Until iOS 9, Apple’s Notes app was so rudimentary we opted for third-party note-taking apps instead. It’s still not as feature-rich as something like Evernote, but it’s vastly improved. With the new Notes app you can scribble handwritten (well, fingerwritten) notes and doodles, add photos or videos to notes, create bullet-pointed lists (and tick off completed items).

There’s even a ruler tool for those who need even their scribbles to be tidy and precise and you can now add info like URLS to notes directly from other apps. If you also use a Mac desktop or laptop you’ll need to upgrade to OS X El Capitan when it launches later this month in order to upgrade your old notes to support the new functionality. Until then, any new notes you create will support the new features.

Better photo management

It had to happen eventually — Apple’s hopped aboard the selfie wagon and added a new album category that automatically sucks in all your selfies for easy access and sharing. There’s also a new category for screenshots and, when viewing a photo in an album a filmstrip appears at the bottom of the screen, making it easier to navigate large collections of photos.

Power passcodes

Four-digit passcodes aren’t exactly the most secure, especially given people’s propensity to use their own birthdays. Apple’s long offered the option of using a custom alphanumeric password, but now adds the option to use a six-digit code. With Touch ID only requiring that we enter our password after our device has been restarted we favour alphanumeric passwords, but its your call. Just, for the love of all things sacred, don’t choose the six-digit option and then use your birthday for it nonetheless.

iCloud Drive

If you’re one of the handful of people who use iCloud Drive instead of less tempremental alternatives like DropBox, Box or OneDrive there’s now the option to create a dedicated icon for it on your home screen and toggles for setting which apps can use it. As Apple still only offers 5GB of iCloud storage by default we’ll stick to the alternatives, but it’s good to see it baked into iOS more thoroughly than is has been to date.

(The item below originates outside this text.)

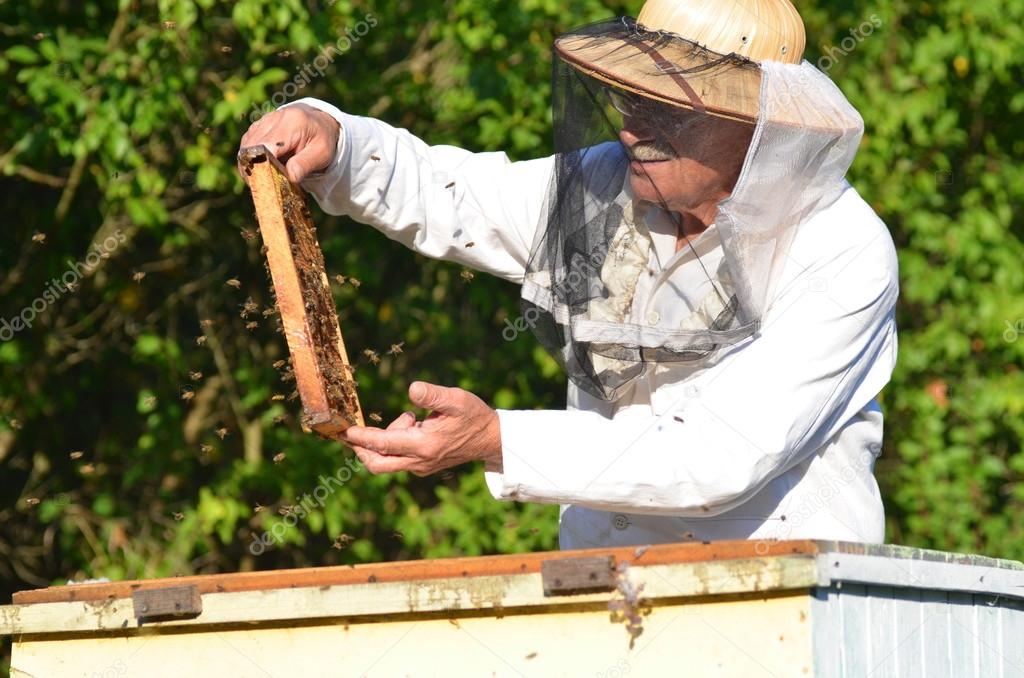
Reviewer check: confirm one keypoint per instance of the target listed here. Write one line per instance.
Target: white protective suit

Search settings and app switching

With every new version of iOS the settings menu grows. To help you navigate it Apple’s added a search bar to the top of the menu. The app-switching menu (accessed by double-pressing the home button) has also changed. Gone are the list of recently used contacts across the top (introduced in iOS 8 and now part of the improved search menu) in favour of larger thumbnails of open apps. Also, instead of recently opened apps being arranged from left to right, they now run right to left, with your home screen on the far right. Nope, we have no idea what Apple’s switched this up either, perhaps a tip of the hat to it’s new biggest market, China?

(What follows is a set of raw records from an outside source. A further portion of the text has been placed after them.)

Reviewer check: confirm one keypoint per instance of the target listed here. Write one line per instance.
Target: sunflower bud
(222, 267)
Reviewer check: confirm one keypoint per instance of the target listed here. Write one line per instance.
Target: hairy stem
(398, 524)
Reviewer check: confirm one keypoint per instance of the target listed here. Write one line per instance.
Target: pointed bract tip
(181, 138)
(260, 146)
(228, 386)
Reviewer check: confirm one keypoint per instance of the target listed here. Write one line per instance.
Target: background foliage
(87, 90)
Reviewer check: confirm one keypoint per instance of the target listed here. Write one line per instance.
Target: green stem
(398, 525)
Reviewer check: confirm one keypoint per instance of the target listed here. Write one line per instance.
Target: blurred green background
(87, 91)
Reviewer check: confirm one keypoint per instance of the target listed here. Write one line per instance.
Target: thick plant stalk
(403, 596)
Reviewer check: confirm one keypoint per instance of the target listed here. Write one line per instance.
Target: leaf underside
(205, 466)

Lastly, new back buttons within apps mean you should be spending a whole lot less time in app switcher. Open a link to Instagram in Twitter? Instead of needing to use the app switcher to get back to Twitter there’s now a “Back to Twitter” button that’ll show up in Instagram. Hurray!

Now we just have to wait for OX El Capitan and our 2015 Apple software upgrade will be complete. We’ll bring you the new laptop and desktop OS’s best features when the final release lands at the end of this month. Until then, as they say in country bands, happy fiddling!